Other people are indeed made uncomfortable and will turn away from a display of weakness, but we do ourselves a grave disservice when we assume that the Lord feels the same unease or disgust toward our pain. When we extend the skill of hiding emotion into our relationship with the Lord, we rob ourselves of partaking of His compassion and acceptance.
The Lord does not turn away. He feels the pain with us and accepts us even as we fall on our knees in sorrow and fear.
It is particularly important for caregivers to spend time in God's presence daily. We must stay in His light until the deep wells of frustration and underlying grief have been tapped, and then partake deeply of His solace through Scripture. If any part of this process of purging and partaking is left undone, we not only rob ourselves of peace and strength; we rob our care recipients of a clean vessel through which the Lord can minister to their needs.
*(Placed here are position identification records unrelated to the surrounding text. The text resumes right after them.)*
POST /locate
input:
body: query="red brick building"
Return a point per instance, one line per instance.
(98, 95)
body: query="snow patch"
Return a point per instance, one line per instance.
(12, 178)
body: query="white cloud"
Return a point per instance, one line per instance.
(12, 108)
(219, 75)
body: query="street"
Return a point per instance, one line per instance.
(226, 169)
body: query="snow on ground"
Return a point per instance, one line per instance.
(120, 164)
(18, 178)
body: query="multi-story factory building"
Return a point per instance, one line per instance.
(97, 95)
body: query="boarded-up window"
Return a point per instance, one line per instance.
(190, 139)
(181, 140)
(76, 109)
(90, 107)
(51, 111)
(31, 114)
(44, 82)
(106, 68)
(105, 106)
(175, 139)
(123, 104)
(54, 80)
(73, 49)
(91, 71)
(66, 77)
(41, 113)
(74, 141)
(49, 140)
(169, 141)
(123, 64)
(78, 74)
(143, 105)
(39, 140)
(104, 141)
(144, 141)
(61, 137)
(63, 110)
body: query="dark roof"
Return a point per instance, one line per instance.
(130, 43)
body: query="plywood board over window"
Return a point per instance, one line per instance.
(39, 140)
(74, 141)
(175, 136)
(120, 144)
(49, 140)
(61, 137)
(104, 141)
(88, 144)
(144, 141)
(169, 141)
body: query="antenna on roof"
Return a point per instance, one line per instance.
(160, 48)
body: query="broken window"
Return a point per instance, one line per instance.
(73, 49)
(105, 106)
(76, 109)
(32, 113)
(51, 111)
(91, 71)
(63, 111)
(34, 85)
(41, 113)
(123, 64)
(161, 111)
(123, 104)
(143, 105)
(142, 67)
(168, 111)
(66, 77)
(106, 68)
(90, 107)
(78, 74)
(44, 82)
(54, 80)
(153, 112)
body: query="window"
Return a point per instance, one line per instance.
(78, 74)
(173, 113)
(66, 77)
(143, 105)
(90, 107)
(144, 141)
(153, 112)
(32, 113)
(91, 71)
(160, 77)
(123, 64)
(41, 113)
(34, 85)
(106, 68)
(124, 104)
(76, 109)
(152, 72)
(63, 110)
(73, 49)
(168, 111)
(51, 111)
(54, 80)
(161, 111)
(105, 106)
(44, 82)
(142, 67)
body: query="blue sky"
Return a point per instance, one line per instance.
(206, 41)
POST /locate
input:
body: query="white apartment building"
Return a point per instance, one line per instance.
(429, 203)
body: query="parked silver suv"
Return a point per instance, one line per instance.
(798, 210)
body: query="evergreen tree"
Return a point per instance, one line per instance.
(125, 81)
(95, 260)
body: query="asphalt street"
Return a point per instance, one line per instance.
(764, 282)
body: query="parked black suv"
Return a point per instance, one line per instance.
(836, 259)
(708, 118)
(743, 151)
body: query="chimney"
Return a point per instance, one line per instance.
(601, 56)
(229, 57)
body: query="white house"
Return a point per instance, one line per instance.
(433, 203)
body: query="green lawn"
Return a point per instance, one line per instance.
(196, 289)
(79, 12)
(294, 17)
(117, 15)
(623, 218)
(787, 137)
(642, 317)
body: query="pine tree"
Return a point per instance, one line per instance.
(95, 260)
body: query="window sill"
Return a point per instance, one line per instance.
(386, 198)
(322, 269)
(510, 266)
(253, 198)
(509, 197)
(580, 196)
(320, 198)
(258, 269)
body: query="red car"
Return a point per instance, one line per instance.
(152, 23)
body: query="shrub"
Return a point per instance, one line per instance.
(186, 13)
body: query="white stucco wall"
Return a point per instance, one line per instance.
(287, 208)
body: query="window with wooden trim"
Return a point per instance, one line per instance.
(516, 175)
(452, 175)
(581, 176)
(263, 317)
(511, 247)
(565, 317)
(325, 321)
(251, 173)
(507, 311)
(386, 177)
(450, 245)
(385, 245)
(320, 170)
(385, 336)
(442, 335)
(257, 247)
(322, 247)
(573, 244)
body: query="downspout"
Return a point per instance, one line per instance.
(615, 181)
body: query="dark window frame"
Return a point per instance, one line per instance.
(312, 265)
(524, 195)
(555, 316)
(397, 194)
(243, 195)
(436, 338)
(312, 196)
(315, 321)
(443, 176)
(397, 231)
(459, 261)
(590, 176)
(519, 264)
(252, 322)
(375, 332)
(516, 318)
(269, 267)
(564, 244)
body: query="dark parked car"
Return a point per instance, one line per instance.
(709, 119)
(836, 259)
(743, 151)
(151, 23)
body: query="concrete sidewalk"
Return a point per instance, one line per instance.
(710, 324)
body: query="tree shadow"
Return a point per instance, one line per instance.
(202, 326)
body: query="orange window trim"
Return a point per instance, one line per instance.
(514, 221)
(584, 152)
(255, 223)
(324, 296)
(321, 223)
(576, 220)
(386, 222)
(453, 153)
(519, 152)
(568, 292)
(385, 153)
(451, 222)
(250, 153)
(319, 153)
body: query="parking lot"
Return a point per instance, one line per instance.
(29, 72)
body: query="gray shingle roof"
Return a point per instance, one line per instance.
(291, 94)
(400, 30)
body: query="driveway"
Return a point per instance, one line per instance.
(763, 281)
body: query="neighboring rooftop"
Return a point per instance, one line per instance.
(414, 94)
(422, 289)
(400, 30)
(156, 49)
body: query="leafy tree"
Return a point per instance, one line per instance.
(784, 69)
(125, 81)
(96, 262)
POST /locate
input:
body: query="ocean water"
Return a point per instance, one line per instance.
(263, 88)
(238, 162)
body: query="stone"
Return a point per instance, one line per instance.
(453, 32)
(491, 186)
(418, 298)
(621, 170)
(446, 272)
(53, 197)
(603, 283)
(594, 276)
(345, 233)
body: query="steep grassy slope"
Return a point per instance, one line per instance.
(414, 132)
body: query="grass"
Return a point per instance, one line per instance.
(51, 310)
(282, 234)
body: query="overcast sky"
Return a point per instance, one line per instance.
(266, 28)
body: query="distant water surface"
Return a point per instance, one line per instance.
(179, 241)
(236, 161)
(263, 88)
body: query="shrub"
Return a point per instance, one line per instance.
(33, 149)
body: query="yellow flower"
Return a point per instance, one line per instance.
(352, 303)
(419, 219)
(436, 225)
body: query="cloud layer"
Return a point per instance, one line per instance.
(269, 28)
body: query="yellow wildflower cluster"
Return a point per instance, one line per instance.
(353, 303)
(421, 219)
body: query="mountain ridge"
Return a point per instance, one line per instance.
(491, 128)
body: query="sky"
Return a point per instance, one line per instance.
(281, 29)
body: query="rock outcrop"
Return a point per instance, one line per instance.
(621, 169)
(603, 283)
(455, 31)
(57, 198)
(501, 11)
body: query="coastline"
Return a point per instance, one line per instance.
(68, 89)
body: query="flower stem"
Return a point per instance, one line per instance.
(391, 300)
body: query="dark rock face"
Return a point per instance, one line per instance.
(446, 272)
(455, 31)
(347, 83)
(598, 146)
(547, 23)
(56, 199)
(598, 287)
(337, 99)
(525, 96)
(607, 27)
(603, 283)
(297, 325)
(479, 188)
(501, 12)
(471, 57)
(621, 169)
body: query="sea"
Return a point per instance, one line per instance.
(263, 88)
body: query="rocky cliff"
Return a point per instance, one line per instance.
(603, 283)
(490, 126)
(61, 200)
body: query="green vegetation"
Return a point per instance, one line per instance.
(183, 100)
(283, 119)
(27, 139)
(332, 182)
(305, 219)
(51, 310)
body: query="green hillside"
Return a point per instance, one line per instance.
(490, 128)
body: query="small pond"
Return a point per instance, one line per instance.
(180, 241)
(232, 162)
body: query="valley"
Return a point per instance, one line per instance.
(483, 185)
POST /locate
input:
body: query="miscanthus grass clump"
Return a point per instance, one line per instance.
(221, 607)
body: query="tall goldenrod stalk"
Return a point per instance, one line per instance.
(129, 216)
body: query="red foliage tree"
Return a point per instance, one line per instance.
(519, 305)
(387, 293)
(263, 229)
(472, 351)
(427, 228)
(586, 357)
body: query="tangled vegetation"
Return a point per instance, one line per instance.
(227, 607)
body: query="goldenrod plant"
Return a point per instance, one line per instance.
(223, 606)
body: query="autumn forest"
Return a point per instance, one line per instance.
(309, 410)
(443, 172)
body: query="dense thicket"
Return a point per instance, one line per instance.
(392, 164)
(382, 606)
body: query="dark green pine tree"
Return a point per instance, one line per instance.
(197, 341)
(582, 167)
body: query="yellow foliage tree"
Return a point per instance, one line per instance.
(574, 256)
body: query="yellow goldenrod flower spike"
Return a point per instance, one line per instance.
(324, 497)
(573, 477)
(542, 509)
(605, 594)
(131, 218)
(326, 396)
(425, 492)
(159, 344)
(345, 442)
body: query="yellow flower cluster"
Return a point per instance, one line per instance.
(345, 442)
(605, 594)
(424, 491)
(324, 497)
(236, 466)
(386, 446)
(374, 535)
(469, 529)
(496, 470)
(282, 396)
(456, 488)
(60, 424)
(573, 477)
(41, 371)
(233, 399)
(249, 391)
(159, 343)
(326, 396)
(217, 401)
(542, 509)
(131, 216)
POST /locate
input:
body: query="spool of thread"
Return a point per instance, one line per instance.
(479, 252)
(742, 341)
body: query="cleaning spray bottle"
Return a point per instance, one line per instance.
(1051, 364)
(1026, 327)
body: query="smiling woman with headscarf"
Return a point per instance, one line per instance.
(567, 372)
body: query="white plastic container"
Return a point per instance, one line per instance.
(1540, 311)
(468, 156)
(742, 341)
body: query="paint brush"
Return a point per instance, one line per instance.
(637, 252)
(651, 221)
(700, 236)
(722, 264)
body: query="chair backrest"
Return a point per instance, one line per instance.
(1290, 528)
Scripture: "The sacrifices of God are a broken spirit; a broken and contrite heart, O God, you will not despise" (Psalm 51:17).
Caregivers' Prayer: Thank you, Lord, for the reassurance that You do not reject or disapprove of my frustration and grief. My heart is broken, and so daily I drag myself to Your throne, knowing that I’m a shaking, pitiful excuse for a child of God. Thank You for Your compassion for my trembling and grief; thank You for helping me and not turning away. Be in how others perceive me, and strengthen me so that others may partake of Your solace and strength through me. In Jesus' Name, Amen.